We conclude that we may choose $N=N_1+...+N_m$ with
\[\begin{eqnarray}&&N_1=r,\\&&N_{i+1}=r^{k^{N_1+...+N_{i-1}}},\,i\leq m-1\\&&m=HJ(k-1,r).\end{eqnarray}\]
The reason for $N_1=r$ is that in $[k]^r$ we can find a combinatorial line $L_1$ such that its first two points have the same color under $\chi$. Clearly, $N_i$ grow so fast that $N_i\geq 2N_{i-1}$, and hence $N_{i+1}\leq r^{k^{2N_i}}$. If $K=\max{k,r}$, we obtain
\[\begin{eqnarray}N_m\leq (2K)^{(2K)^{...^{2K}}},\end{eqnarray}\]
where $2K$ occurs $2m$ times. In other words,
\[\begin{eqnarray}HJ(k,r)\leq f_4(2K,2\cdot HJ(k-1,r)),\end{eqnarray}\]
so defining $a_k=2\cdot HJ(k,r)$ we have
\[\begin{eqnarray}a_k\leq 2f_4(2K,a_{k-1})\leq f_4(M,a_{k-1}).\end{eqnarray}\]
Iterating this gives
\[\begin{eqnarray}HJ(k,r)\leq a_k\leq f_5(M,k),\end{eqnarray}\]

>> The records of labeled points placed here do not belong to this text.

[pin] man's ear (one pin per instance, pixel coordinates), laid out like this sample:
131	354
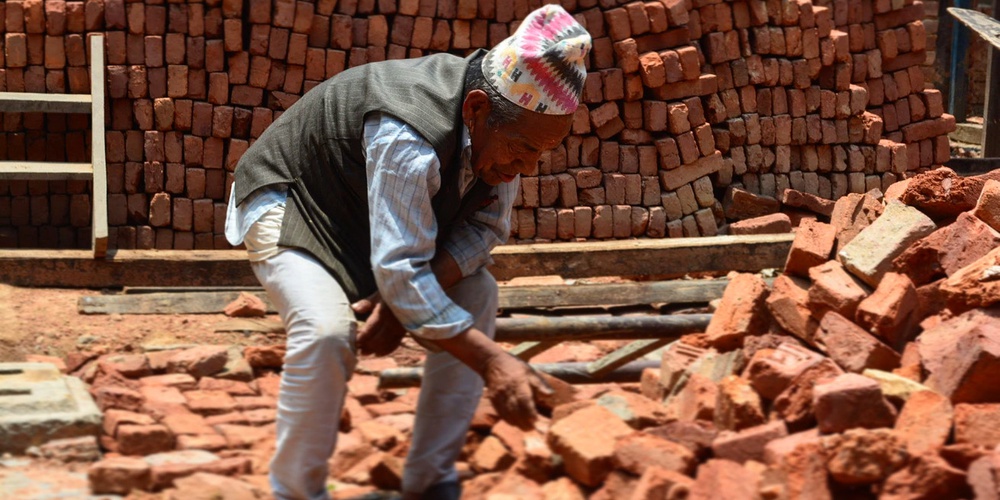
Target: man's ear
476	106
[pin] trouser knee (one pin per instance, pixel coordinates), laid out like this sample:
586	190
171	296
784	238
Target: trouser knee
327	336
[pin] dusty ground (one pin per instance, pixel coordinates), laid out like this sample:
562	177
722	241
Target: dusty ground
46	321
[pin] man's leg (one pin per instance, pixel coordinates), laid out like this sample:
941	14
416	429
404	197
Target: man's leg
449	395
319	360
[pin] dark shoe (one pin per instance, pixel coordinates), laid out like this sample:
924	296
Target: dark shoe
443	491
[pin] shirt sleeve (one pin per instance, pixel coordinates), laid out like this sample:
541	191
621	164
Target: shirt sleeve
470	242
403	175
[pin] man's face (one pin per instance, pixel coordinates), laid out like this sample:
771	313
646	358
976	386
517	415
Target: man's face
499	154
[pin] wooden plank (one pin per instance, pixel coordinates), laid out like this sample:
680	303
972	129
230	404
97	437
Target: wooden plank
991	106
624	355
612	294
31	102
574	373
36	170
559	328
258	325
674	257
207	300
99	200
984	25
77	269
129	290
528	350
973	166
163	303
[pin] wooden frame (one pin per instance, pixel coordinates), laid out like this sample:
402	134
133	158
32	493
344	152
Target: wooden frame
96	170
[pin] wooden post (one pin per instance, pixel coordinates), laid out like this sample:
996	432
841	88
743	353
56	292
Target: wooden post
991	108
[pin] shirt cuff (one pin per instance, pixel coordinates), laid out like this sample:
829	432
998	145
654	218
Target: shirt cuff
449	322
468	254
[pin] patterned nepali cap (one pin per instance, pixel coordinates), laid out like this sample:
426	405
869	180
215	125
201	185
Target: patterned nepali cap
541	66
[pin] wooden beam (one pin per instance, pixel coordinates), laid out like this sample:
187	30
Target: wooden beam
163	303
647	257
973	166
574	373
624	355
211	300
31	102
613	294
98	153
78	269
559	328
985	26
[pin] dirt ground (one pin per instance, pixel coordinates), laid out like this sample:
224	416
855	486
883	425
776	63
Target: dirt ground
45	321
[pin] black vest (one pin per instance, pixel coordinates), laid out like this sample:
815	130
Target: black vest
315	149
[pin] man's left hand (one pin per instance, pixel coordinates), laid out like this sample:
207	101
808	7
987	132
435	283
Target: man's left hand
382	333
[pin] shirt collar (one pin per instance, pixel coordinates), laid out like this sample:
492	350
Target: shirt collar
466	141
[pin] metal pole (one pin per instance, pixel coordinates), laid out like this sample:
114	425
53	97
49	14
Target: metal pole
574	373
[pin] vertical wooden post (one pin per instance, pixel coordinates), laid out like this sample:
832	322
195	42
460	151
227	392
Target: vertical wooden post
991	108
99	201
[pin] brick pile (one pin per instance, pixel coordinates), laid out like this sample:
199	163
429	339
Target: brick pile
683	100
865	369
171	414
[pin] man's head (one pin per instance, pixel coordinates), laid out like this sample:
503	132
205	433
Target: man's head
520	97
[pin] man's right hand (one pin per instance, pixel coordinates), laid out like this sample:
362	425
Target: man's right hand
382	332
510	383
512	386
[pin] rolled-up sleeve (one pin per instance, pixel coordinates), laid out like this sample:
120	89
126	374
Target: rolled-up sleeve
471	242
403	175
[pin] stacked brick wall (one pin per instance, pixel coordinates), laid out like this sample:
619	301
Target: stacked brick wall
685	102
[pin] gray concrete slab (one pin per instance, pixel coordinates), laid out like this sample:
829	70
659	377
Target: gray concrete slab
39	404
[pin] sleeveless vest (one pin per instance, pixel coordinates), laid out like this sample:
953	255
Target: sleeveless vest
315	149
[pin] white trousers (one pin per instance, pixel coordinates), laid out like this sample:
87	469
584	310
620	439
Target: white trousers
320	359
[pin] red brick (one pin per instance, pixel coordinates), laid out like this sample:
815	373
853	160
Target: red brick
766	224
119	475
977	424
618	24
144	439
959	352
639	452
925	422
738	406
718	475
741	312
770	372
812	246
851	401
587	455
749	443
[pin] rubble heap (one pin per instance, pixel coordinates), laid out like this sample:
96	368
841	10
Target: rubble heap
866	369
684	98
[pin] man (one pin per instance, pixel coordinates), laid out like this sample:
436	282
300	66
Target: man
382	192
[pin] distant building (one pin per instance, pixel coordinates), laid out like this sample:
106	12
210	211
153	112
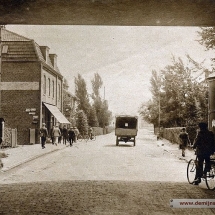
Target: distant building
69	104
31	88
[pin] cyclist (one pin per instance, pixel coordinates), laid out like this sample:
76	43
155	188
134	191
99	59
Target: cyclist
184	140
91	133
205	146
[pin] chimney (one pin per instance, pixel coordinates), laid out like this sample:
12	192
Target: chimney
53	58
45	52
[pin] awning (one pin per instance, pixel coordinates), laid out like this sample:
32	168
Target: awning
57	114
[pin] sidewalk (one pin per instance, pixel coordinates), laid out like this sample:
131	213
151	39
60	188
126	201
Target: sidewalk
24	153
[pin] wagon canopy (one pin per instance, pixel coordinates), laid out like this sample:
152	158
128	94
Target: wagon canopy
128	122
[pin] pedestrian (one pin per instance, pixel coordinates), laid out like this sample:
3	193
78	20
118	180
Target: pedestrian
71	136
60	137
205	147
76	133
91	133
51	135
43	135
56	134
184	139
65	134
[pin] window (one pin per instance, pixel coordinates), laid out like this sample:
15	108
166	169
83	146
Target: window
49	86
4	49
58	91
44	84
53	89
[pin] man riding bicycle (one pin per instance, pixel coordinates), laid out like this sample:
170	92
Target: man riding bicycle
205	147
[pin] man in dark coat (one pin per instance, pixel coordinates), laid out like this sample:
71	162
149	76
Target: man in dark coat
43	135
184	140
65	134
71	135
205	147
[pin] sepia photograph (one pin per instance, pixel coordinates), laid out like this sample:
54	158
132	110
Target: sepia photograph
107	110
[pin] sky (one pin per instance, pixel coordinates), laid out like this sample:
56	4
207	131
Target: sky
124	56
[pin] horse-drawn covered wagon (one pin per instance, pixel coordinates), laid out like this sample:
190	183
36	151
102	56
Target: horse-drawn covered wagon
126	128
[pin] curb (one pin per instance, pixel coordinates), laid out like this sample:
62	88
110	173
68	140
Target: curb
30	159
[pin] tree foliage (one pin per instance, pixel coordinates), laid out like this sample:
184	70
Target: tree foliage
81	122
81	93
93	120
177	98
207	35
101	106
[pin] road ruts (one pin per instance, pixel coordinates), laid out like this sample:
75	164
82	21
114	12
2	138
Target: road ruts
99	197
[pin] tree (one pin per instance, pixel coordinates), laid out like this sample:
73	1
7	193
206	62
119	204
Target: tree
96	85
82	95
93	120
207	35
81	122
101	107
181	97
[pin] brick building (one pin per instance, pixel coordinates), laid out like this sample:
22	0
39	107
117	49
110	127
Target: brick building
69	104
30	88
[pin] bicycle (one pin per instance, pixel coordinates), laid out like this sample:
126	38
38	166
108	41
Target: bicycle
83	137
210	176
93	137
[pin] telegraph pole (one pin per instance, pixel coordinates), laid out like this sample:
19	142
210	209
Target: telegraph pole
0	66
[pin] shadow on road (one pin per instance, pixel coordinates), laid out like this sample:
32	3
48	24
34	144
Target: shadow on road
120	145
99	197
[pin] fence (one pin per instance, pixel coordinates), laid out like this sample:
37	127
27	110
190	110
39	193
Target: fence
10	138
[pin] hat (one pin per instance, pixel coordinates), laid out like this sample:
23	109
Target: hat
203	125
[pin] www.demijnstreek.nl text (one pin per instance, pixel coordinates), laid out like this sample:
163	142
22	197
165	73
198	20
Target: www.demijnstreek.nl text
192	203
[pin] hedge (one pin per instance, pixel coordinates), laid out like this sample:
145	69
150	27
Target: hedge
172	134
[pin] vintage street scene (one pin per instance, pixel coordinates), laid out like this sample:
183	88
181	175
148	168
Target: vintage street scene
107	120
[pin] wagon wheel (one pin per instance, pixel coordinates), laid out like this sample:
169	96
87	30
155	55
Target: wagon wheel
117	141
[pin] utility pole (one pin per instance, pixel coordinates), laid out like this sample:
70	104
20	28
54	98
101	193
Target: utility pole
0	66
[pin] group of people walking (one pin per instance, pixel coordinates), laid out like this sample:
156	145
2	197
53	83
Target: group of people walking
59	134
204	146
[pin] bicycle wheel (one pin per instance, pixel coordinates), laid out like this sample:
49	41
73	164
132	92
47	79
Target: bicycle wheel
93	137
191	171
80	138
210	179
86	137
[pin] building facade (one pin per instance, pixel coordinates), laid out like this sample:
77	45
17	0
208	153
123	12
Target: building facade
30	88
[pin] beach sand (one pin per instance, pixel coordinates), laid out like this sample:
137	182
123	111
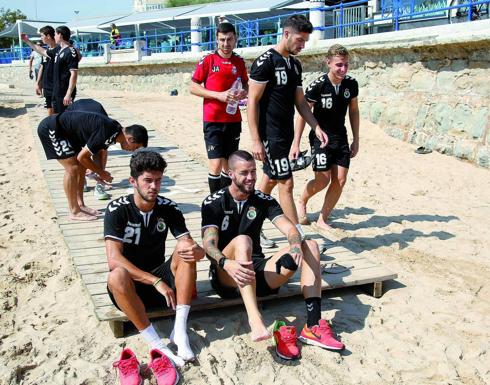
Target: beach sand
426	217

because $a_1<M.$ This completes the proof. ■

Although we have seen that the Hales-Jewett theorem is a very general result, we should mention the much deeper density Hales-Jewett theorem. It says that given any positive integers $k$ and real number $\delta>0$, there exists $N$ such that whenver we take at least the proportion $\delta$ of the lattic points in $[k]^N$, they contain a combinatorial line. This theorem generalizes even Szemeredi's theorem, and was proved first by Furstenberg and Katznelson in 1991 using methods from Ergodic theory. In 2009, a Polymath project succeeded in giving a different, simpler proof (though still 34 pages), with explicit bounds for the functions involved.